Merci destaca que, no último mês de maio, a procuradora-geral do Estado, Luciana Merçon, reforçou como a adoção de modelos como as micro-regiões e as PPPs tem sido impulsionada por pressões e exigências do mercado financeiro, sobretudo de empresas multinacionais, e por uma diretriz de redução do financiamento público às companhias estaduais, durante a apresentação dos resultados de sua pesquisa sobre o processo de regionalização do saneamento, transmitida pelo Youtube.
Dados do Censo 2022 do Instituto Brasileiro de Geografia e Estatística (IBGE) reforçam que o Espírito Santo enfrenta problemas estruturais no setor de saneamento básico: em 31 municípios capixabas, a maior parte da população ainda vive sem coleta de esgoto, e mais de 60 estão abaixo da média estadual. Para os críticos da PPP, a solução passa pelo fortalecimento da infraestrutura pública, e não pela sua entrega ao mercado.
Marcos legais
A decisão da Cesan está alinhada às diretrizes do novo marco regulatório do saneamento básico, instituído pela Lei 14.026/2020, que incentiva a busca por parcerias com a iniciativa privada. Desde o Governo Temer (MDB), em 2016, o governo federal vem tentando alterar o marco regulatório do saneamento no Brasil. O primeiro foi instituído em 2007, por meio da Lei 11.445/07, que estabeleceu metas de universalização e financiamentos para o saneamento público, um avanço significativo, considerando que anteriormente essa responsabilidade recaía apenas sobre os estados, que frequentemente não possuíam recursos suficientes para investir no setor.
Em 2016, o governo Temer tentou modificar esse marco regulatório, com o objetivo de facilitar ainda mais a entrada da iniciativa privada no setor. Apesar de a tentativa não ter sido concretizada à época, em 2020, a Lei 14.026 foi sancionada, alterando significativamente as diretrizes. A presidente do Sindaema, Wanusa Santos, destaca que o marco regulatório de 2020 priorizou a privatização em detrimento da universalização. Essa legislação determinou que as concessões de saneamento, cuja titularidade pertence aos municípios, deveriam ser renovadas com companhias estaduais ou licitadas para a iniciativa privada.

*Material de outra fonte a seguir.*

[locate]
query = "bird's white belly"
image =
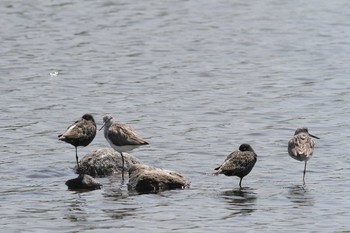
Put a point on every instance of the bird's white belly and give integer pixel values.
(125, 148)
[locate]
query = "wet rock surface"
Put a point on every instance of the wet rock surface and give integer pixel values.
(148, 179)
(83, 182)
(105, 162)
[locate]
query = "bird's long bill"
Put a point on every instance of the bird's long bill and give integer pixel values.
(314, 136)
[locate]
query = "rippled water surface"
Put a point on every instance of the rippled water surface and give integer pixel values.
(194, 78)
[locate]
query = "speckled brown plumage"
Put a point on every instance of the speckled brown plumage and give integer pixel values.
(80, 133)
(238, 163)
(301, 146)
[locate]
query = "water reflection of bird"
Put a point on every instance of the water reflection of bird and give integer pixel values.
(121, 137)
(238, 163)
(301, 146)
(80, 133)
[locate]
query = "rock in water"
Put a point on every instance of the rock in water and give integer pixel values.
(148, 179)
(104, 162)
(83, 182)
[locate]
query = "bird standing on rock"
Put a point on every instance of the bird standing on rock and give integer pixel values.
(80, 133)
(238, 163)
(121, 137)
(301, 146)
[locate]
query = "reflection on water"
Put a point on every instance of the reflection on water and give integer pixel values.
(299, 194)
(76, 210)
(240, 201)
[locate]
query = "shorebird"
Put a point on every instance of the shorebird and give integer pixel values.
(80, 133)
(121, 137)
(238, 163)
(301, 146)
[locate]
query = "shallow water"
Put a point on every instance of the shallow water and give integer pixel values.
(195, 79)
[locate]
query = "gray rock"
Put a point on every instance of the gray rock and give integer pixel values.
(147, 179)
(83, 182)
(105, 162)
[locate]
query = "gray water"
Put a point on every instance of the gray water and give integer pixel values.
(195, 79)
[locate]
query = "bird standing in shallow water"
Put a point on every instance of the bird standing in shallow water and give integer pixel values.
(301, 146)
(121, 137)
(238, 163)
(80, 133)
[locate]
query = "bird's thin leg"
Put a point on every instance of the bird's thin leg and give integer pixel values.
(121, 153)
(76, 157)
(304, 173)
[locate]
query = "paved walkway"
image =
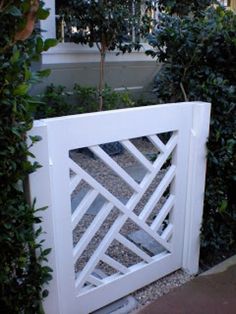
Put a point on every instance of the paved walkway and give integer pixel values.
(213, 292)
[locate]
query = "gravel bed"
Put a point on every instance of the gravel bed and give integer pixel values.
(160, 287)
(113, 183)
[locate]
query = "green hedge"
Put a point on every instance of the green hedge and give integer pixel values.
(22, 275)
(198, 53)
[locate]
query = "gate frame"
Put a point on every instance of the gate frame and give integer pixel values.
(194, 202)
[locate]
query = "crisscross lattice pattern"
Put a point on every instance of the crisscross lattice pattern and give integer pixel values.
(158, 230)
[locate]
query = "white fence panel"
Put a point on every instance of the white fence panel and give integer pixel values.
(141, 226)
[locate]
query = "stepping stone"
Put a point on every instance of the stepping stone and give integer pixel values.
(122, 306)
(95, 206)
(144, 240)
(137, 172)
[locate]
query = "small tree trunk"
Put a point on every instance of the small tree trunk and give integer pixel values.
(101, 79)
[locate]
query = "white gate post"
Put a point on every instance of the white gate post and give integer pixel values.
(196, 186)
(40, 190)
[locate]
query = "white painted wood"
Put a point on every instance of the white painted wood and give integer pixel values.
(83, 207)
(115, 167)
(196, 186)
(114, 264)
(130, 282)
(157, 194)
(126, 209)
(48, 26)
(41, 191)
(94, 280)
(167, 233)
(156, 224)
(92, 229)
(103, 246)
(157, 143)
(104, 125)
(180, 238)
(137, 155)
(74, 181)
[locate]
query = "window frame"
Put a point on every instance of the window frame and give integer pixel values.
(69, 52)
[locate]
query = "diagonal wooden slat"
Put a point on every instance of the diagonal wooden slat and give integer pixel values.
(137, 155)
(94, 280)
(157, 143)
(99, 252)
(134, 248)
(167, 233)
(114, 264)
(165, 182)
(124, 208)
(115, 167)
(74, 181)
(163, 213)
(92, 229)
(83, 207)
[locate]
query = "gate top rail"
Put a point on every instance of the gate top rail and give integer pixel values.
(119, 124)
(52, 185)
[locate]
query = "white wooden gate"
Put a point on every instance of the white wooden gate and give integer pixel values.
(170, 223)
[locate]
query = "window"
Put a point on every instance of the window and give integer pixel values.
(68, 52)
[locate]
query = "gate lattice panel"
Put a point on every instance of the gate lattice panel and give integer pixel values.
(93, 225)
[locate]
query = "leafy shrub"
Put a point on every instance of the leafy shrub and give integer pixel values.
(198, 52)
(22, 275)
(56, 101)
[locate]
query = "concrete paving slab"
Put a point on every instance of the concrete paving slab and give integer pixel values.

No cenário nacional, outros estados já adotaram modelos de privatização. Em Alagoas, no Nordeste, foi feita a concessão plena, enquanto em Santa Catarina e Paraná, no Sul, o modelo de PPP foi adotado. O modelo de concessão plena, que retira totalmente o controle estatal sobre a gestão da política pública de saneamento, ocorreu com a Companhia de Saneamento Básico do Estado de São Paulo (Sabesp), em São Paulo, no Sudeste, e a Companhia Riograndense de Saneamento (Corsan), no Rio Grande do Sul.
Até 2026, a Associação e Sindicato Nacional das Concessionárias Privadas de Serviços Públicos de Água e Esgoto projetou que os serviços de água e esgoto serão operados por empresas privadas em 50% das cidades brasileiras até 2026. Atualmente, as concessões já atendem 30% dos municípios.